シノが平然と言い切って開いた巻物を燃やす。
「中忍試験そのものは中止しないしね。大蛇丸の出方も気になるけど。砂と密通しなにやら企んでいるらしいから。色々警戒が必要ってコトなんじゃない?」
ナルトに至っては他人事。
シカマル・シノと同じく緊張感の欠片もなく天気の話を交わす気安さで会話を締めくくる。

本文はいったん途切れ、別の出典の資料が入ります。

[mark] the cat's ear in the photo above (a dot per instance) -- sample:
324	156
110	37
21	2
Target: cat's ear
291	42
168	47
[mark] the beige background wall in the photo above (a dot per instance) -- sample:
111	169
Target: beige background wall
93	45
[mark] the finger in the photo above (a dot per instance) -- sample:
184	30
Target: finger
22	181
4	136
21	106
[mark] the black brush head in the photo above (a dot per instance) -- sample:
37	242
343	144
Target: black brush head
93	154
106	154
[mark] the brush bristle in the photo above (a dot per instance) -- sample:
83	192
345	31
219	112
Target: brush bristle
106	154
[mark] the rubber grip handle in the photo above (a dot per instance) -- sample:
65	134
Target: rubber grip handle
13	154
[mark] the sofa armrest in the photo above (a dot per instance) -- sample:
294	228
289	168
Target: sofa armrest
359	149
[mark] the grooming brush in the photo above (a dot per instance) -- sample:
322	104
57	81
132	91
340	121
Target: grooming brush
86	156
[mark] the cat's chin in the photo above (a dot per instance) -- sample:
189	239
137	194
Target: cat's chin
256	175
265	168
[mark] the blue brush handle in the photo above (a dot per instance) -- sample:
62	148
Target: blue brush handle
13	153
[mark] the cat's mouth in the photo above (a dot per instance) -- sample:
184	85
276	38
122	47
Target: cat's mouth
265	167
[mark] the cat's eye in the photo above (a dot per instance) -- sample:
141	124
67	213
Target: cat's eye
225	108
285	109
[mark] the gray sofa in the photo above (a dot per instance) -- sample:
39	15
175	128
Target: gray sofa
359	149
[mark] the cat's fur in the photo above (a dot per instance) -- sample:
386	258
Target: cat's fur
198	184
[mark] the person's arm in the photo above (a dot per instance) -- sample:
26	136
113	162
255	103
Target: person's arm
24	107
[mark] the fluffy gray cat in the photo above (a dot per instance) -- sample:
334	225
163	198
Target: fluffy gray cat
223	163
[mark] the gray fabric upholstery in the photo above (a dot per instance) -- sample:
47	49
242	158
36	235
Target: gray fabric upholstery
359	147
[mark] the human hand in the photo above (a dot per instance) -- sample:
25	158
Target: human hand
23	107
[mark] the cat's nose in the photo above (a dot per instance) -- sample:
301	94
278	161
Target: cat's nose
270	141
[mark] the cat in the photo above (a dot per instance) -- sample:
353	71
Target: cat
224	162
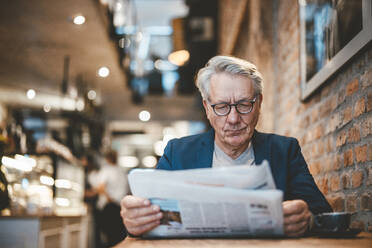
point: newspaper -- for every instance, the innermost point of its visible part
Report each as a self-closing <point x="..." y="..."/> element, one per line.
<point x="239" y="201"/>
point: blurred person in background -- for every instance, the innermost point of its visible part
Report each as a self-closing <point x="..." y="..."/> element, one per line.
<point x="91" y="170"/>
<point x="112" y="187"/>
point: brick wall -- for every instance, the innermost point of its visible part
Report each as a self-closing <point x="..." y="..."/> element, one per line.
<point x="334" y="126"/>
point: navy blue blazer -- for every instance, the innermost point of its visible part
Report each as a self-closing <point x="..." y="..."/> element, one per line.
<point x="288" y="166"/>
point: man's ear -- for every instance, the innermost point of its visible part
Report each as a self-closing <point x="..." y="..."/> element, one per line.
<point x="260" y="99"/>
<point x="205" y="105"/>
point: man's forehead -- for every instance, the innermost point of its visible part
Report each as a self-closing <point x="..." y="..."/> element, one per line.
<point x="223" y="84"/>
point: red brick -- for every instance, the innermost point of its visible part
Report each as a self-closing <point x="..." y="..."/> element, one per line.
<point x="318" y="131"/>
<point x="323" y="185"/>
<point x="359" y="107"/>
<point x="337" y="203"/>
<point x="345" y="181"/>
<point x="334" y="103"/>
<point x="325" y="109"/>
<point x="341" y="97"/>
<point x="352" y="87"/>
<point x="304" y="123"/>
<point x="353" y="134"/>
<point x="338" y="162"/>
<point x="366" y="127"/>
<point x="321" y="147"/>
<point x="366" y="79"/>
<point x="329" y="144"/>
<point x="341" y="139"/>
<point x="315" y="115"/>
<point x="369" y="102"/>
<point x="314" y="168"/>
<point x="335" y="183"/>
<point x="351" y="203"/>
<point x="366" y="201"/>
<point x="361" y="153"/>
<point x="347" y="115"/>
<point x="333" y="123"/>
<point x="357" y="179"/>
<point x="329" y="163"/>
<point x="348" y="157"/>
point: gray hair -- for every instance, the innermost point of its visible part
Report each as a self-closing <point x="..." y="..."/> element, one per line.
<point x="230" y="65"/>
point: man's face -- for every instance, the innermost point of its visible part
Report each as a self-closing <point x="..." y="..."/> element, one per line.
<point x="234" y="130"/>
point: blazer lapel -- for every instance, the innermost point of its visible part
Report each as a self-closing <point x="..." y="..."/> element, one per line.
<point x="259" y="149"/>
<point x="205" y="151"/>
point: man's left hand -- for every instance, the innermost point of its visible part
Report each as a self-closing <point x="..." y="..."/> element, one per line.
<point x="296" y="217"/>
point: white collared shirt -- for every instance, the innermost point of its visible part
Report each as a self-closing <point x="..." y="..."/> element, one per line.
<point x="221" y="159"/>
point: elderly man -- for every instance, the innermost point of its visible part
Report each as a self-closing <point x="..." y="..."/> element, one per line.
<point x="232" y="96"/>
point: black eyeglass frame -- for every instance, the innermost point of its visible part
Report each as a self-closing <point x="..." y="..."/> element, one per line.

三人の子供達の傍を通り過ぎる人々は、子供達の放つ無邪気な雰囲気とその中の会話のちぐはぐさには気がつかずに通り去る。
子供達とて危い内容の会話を誰にも聞かれないよう細心の注意を払っているので当然なのだが。
「温泉街に潜伏ってのは本当か?」
今回の任務の参謀・シカマルはシノへ尋ねた。
「うむ」
諜報活動では右に出る者はいない。
シノの指先にとまる寄壊蟲がギチギチ音を立てた。
「ふーん。十九の割には年寄り臭い趣味だね」
的外れのナルトの呟きに、
「「……」」
残りの子供は無言で顔を見合わせる。

 いや。そういう意味で潜伏してるわけじゃないだろう。

とは思うものの、思うだけ。
ナルトの呟きを軽く聞き流しシカマルは咳払いをした。
「さくさく任務こなして早めに帰ろーぜ。めんどくせーし」
「シカマルに賛成!」
「そうだな」
ナルト→シノの順にシカマルへ返事。
軽い打ち合わせの後三人の子供は温泉街へそれぞれに散った。







そして冒頭。

金色頭の子供・ナルトが真剣に見つめる目線の先では。
『あららら〜。戦闘になっちゃってるねぇ』
シノとカブトが互いに殺気混じりに対峙していた。

温泉街外れにある散歩道。
更にその散歩道を外れた小道の奥。
岩場が目立つ切り立った崖から流れる滝。
俗に言う穴場である。

「意外な伏兵ですね。まさかこんな風に追い回されるとは」
柔和な微笑を湛えたカブトは人懐こく笑う。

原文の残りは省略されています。